W niedzielę minister sprawiedliwości zapowiedział pozew przeciwko liderowi PO. Całą wypowiedź, która według niektórych może brzmieć jak groźba, została opublikowana na Twitterze.
"Czego boi się i kogo chce chronić Donald Tusk, że ucieka się do takich podłych kłamstw? Nie pozwolę na to. Składam pozew w związku z pomówieniem w jego (...) wypowiedzi" - napisał Zbigniew Ziobro na swoim Twitterze.
Ziobrze prawdopodobnie nie spodobały się słowa Tuska, podczas konferencji prasowej o sprawie zatrzymanego 4 lata temu biznesmena Przemysława Krycha opisanej przez Onet. Mężczyzna wówczas mówił o propozycji korupcyjnej od służb i zgłoszenia się byłego rzecznika PiS, Adama Hofmana, gdy wyszedł na wolność. Miała paść także propozycja spotkania ze Zbigniewem Ziobrą i jego żoną.
- Minister sprawiedliwości wraz ze swoją żoną oczekują haraczu, bo wsadzą kogoś do więzienia, a oni z uchwałami... Co się stało, ludzie? Czy wam pasuje taka sytuacja, że przechodzimy codziennie do porządku nad takimi skandalami? Nigdy nie byliśmy świadkami czegoś takiego - mówił podczas konferencji prasowej lider PO.

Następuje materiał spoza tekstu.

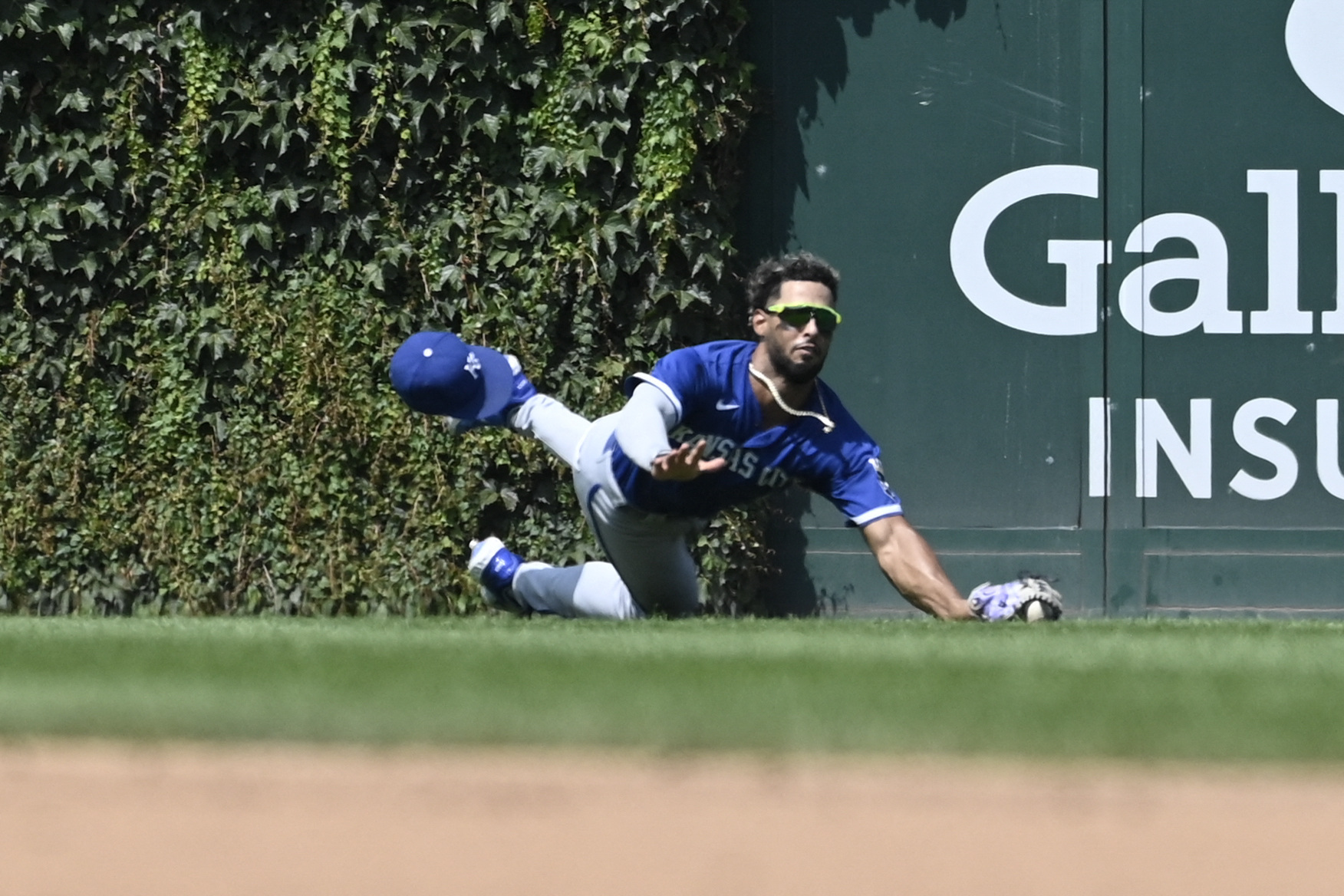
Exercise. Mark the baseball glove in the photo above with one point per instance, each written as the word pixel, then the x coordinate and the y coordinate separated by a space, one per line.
pixel 1029 598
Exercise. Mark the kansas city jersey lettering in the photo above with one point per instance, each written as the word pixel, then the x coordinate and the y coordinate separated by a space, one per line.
pixel 741 461
pixel 711 391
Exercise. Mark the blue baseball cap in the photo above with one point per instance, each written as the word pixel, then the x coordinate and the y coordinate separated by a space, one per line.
pixel 440 374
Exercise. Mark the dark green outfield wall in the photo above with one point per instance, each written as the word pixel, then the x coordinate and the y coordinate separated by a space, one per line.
pixel 1090 259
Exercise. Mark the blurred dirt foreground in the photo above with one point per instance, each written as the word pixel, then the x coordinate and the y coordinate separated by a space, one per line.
pixel 206 821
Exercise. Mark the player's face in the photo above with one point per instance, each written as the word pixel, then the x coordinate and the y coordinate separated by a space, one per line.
pixel 796 351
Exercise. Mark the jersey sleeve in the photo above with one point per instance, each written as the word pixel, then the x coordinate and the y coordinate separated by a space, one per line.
pixel 859 489
pixel 679 375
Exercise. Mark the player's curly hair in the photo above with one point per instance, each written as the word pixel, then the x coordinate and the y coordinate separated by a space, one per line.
pixel 764 282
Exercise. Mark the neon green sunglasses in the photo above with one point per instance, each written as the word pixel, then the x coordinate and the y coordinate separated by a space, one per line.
pixel 797 316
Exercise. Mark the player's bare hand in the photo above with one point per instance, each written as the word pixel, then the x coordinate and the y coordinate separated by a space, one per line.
pixel 686 463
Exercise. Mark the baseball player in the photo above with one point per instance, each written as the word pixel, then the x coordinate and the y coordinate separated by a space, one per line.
pixel 711 426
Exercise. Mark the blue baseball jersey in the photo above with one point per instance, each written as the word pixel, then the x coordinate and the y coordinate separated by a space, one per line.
pixel 711 390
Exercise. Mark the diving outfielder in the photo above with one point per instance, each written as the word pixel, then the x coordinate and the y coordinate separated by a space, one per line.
pixel 711 426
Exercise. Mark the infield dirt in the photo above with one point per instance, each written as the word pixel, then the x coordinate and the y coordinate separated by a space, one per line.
pixel 203 821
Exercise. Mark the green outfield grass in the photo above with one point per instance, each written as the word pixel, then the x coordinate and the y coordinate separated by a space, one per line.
pixel 1226 690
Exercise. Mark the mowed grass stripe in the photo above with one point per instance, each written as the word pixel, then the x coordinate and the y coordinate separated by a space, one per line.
pixel 1227 690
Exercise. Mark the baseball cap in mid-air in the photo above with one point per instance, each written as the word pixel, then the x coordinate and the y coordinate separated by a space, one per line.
pixel 440 374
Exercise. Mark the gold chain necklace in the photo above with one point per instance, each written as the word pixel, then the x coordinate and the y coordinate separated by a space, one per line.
pixel 827 423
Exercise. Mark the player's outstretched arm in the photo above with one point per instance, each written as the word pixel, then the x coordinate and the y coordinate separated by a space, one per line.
pixel 684 463
pixel 911 566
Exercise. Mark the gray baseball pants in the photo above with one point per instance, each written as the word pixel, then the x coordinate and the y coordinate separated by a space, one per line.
pixel 651 568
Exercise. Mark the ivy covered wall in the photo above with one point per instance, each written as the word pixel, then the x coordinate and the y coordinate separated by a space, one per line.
pixel 219 218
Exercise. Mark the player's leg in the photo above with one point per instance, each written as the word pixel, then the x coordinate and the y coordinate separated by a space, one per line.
pixel 648 551
pixel 651 570
pixel 588 590
pixel 541 415
pixel 557 426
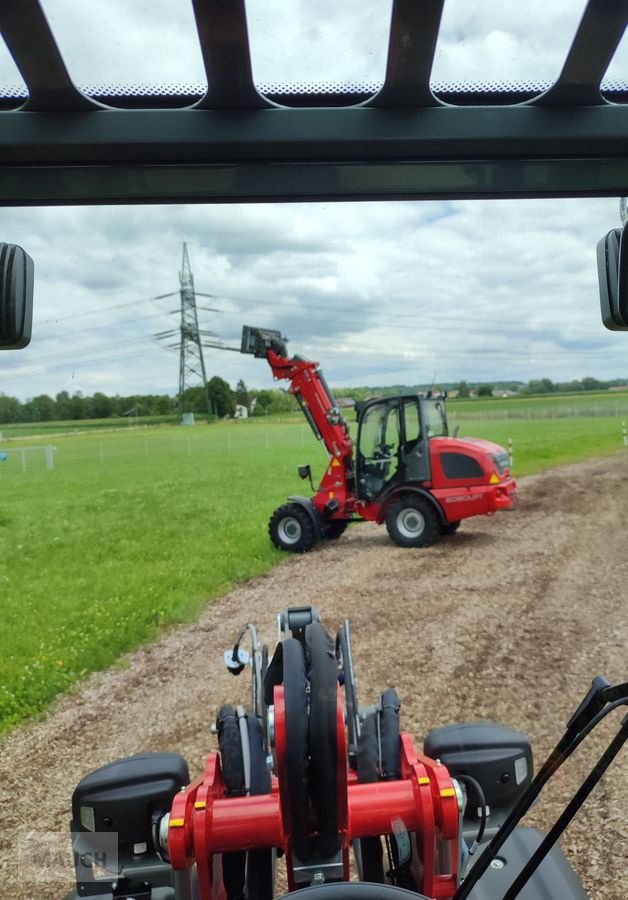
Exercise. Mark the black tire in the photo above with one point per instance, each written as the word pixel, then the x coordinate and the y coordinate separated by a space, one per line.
pixel 412 521
pixel 343 655
pixel 295 684
pixel 450 527
pixel 334 529
pixel 323 736
pixel 291 529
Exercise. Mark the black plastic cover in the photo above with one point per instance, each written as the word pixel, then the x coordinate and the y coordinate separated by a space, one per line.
pixel 125 796
pixel 499 758
pixel 553 880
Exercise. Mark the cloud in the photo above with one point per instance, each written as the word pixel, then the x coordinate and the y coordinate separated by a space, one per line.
pixel 378 292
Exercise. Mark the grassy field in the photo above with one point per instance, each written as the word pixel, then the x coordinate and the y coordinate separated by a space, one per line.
pixel 132 531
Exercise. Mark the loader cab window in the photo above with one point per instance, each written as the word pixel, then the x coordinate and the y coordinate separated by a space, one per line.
pixel 434 418
pixel 378 448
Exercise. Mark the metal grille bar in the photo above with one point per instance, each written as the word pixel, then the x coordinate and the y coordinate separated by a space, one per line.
pixel 224 39
pixel 601 29
pixel 32 45
pixel 413 35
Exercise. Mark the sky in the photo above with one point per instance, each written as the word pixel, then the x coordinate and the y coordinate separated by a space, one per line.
pixel 379 293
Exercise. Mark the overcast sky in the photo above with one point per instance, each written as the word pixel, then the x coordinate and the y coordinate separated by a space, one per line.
pixel 379 293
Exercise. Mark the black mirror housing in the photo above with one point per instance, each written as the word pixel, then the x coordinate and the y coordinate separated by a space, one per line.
pixel 612 269
pixel 16 297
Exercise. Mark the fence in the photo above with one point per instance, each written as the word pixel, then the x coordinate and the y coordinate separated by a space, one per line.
pixel 198 446
pixel 43 453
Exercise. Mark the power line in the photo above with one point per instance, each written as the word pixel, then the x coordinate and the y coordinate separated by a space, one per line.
pixel 191 361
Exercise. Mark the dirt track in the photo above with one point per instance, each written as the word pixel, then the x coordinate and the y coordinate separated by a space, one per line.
pixel 507 620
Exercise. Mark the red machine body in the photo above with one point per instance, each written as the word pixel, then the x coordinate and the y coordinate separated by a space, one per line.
pixel 204 823
pixel 404 470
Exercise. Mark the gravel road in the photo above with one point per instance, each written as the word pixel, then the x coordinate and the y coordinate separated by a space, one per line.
pixel 508 620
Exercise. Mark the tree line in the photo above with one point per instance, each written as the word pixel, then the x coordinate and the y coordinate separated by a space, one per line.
pixel 218 400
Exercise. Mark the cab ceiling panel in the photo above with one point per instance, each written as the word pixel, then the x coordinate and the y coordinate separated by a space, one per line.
pixel 234 143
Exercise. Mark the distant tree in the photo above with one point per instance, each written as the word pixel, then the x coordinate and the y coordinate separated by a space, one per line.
pixel 264 402
pixel 194 400
pixel 221 397
pixel 540 386
pixel 242 394
pixel 100 406
pixel 44 408
pixel 592 384
pixel 63 406
pixel 161 406
pixel 9 409
pixel 77 406
pixel 463 389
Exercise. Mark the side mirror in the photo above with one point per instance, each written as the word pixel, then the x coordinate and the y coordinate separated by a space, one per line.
pixel 612 270
pixel 16 297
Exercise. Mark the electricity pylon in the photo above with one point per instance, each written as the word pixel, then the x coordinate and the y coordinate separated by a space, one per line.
pixel 190 343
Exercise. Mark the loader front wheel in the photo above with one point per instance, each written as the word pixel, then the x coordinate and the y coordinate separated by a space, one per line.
pixel 413 522
pixel 292 529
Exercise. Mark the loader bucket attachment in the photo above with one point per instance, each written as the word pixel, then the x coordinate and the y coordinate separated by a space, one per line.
pixel 258 341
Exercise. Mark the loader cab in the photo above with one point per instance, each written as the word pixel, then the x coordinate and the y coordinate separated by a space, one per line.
pixel 393 441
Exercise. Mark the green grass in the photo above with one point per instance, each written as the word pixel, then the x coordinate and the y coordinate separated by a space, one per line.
pixel 127 534
pixel 538 444
pixel 135 530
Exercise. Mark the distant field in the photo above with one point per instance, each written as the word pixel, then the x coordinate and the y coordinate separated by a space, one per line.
pixel 134 530
pixel 546 406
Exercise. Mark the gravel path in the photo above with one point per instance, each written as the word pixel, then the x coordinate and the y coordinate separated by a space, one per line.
pixel 509 620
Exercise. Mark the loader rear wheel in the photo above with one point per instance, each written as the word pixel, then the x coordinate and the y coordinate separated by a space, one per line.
pixel 413 522
pixel 292 529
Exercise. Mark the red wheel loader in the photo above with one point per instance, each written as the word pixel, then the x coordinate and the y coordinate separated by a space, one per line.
pixel 404 469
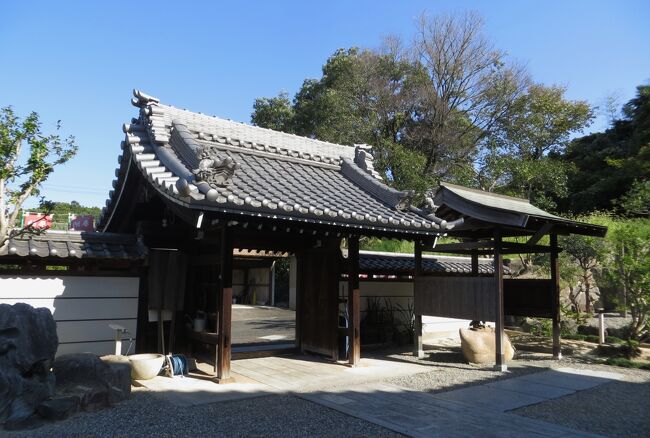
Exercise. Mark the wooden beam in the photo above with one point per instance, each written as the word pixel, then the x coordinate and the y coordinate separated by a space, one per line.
pixel 555 279
pixel 444 247
pixel 482 248
pixel 498 284
pixel 474 255
pixel 418 350
pixel 354 301
pixel 224 311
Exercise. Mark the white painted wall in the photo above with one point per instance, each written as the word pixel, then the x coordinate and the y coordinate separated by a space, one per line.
pixel 260 277
pixel 293 281
pixel 82 307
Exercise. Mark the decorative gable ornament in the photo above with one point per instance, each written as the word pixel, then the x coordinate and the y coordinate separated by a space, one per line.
pixel 214 171
pixel 364 159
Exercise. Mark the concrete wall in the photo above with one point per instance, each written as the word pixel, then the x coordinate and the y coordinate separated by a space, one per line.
pixel 82 307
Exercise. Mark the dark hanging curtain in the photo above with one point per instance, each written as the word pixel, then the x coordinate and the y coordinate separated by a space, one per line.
pixel 167 274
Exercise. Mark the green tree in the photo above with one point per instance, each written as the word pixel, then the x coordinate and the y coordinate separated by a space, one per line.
pixel 636 202
pixel 274 113
pixel 587 254
pixel 23 171
pixel 606 165
pixel 630 257
pixel 520 158
pixel 424 107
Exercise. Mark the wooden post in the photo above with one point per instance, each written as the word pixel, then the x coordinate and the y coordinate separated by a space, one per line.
pixel 354 302
pixel 225 308
pixel 498 284
pixel 418 350
pixel 475 262
pixel 555 280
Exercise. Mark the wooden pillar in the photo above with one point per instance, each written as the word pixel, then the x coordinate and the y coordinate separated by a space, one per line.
pixel 224 311
pixel 418 350
pixel 498 284
pixel 474 262
pixel 354 301
pixel 555 281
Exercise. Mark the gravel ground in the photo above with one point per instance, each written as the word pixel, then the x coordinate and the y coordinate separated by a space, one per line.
pixel 449 370
pixel 146 415
pixel 619 408
pixel 614 409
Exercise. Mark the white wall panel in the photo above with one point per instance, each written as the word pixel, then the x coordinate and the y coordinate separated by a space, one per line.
pixel 80 331
pixel 68 287
pixel 83 307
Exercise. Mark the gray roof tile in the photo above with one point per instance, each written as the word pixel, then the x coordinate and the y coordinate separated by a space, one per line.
pixel 80 245
pixel 279 174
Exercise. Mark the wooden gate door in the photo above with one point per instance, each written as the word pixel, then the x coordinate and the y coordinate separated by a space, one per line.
pixel 317 306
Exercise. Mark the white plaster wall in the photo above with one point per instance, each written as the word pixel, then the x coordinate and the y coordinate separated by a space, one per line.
pixel 293 281
pixel 82 307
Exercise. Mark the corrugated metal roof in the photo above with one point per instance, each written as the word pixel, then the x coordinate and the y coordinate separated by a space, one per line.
pixel 498 201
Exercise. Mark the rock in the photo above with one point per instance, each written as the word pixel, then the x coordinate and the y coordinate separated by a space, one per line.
pixel 479 345
pixel 569 326
pixel 28 423
pixel 96 382
pixel 28 343
pixel 92 397
pixel 58 408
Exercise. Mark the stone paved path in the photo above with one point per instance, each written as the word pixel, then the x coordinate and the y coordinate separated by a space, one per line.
pixel 474 411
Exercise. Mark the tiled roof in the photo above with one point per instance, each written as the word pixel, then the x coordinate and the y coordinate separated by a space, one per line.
pixel 267 173
pixel 79 245
pixel 399 263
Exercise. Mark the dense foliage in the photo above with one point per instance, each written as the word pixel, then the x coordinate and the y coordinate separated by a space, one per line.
pixel 611 169
pixel 23 171
pixel 448 106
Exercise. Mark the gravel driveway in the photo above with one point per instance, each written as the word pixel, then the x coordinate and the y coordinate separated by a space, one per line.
pixel 145 415
pixel 614 409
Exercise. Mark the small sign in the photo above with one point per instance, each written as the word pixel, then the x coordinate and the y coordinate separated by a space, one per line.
pixel 37 221
pixel 82 223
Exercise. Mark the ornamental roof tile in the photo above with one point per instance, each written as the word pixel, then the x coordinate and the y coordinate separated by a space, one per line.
pixel 211 164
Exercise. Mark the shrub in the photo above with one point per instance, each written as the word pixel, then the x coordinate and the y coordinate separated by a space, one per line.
pixel 628 350
pixel 626 363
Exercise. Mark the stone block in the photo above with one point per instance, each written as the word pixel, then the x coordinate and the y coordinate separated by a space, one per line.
pixel 59 408
pixel 479 345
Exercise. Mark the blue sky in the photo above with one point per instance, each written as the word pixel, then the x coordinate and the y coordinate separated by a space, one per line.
pixel 79 60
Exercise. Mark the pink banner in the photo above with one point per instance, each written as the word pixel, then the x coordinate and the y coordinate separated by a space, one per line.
pixel 82 223
pixel 38 221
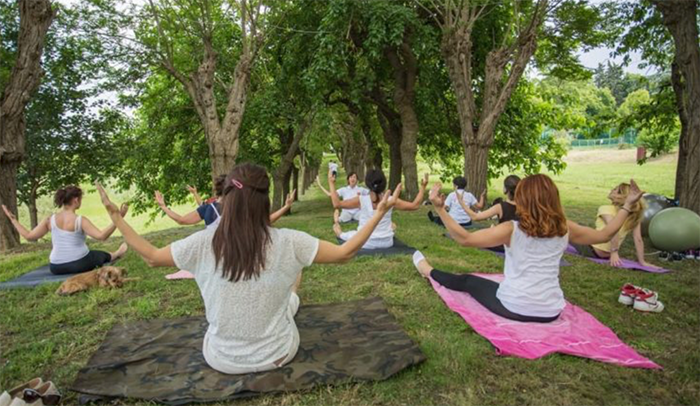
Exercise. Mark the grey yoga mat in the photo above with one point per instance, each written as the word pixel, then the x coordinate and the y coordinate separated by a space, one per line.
pixel 34 278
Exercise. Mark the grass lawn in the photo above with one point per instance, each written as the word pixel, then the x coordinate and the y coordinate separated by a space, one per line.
pixel 42 334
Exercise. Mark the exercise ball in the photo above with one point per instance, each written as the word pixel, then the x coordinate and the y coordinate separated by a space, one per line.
pixel 654 204
pixel 675 229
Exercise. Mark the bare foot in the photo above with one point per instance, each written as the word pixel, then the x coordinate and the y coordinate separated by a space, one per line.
pixel 337 229
pixel 120 252
pixel 421 264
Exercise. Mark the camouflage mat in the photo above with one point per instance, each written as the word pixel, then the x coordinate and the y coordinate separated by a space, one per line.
pixel 162 360
pixel 399 248
pixel 34 278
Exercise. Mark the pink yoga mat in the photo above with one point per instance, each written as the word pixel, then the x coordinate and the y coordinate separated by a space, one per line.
pixel 626 263
pixel 575 332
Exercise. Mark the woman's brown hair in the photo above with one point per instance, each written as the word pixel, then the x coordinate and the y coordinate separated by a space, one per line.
pixel 539 208
pixel 636 211
pixel 242 237
pixel 66 195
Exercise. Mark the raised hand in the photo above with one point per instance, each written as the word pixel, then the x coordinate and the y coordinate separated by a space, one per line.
pixel 159 199
pixel 331 177
pixel 8 213
pixel 124 209
pixel 424 181
pixel 111 207
pixel 437 198
pixel 389 199
pixel 634 195
pixel 290 198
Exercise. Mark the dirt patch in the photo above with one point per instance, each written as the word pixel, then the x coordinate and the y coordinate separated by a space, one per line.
pixel 613 156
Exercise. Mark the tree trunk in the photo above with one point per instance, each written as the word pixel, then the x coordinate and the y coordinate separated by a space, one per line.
pixel 33 212
pixel 680 17
pixel 677 82
pixel 281 176
pixel 405 70
pixel 35 19
pixel 476 167
pixel 392 135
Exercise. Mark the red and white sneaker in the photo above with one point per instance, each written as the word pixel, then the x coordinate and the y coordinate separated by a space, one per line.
pixel 627 294
pixel 647 301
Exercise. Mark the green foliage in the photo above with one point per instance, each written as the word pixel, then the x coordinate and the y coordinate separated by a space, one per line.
pixel 69 130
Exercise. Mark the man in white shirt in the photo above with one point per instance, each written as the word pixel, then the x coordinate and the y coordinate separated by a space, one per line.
pixel 348 192
pixel 454 208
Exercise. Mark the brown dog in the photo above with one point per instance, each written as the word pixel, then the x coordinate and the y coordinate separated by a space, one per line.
pixel 107 276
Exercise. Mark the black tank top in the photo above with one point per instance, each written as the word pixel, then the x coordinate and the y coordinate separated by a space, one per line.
pixel 508 210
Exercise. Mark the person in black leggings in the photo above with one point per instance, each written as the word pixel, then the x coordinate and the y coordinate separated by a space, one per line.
pixel 540 237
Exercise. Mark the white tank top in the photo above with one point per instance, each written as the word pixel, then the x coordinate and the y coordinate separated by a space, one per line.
pixel 531 284
pixel 67 246
pixel 383 229
pixel 216 222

Donald Tusk ustosunkował się dzisiaj do groźby ze strony ministra sprawiedliwości.
- To zaskakujące, z jaką energią pan minister przystąpił do tej akcji. Chyba ma jakieś powody do niepokoju, ja tak to odbieram – powiedział dzisiaj Donald Tusk na podczas swojej wizyty w Goleniowie w woj. zachodniopomorskim.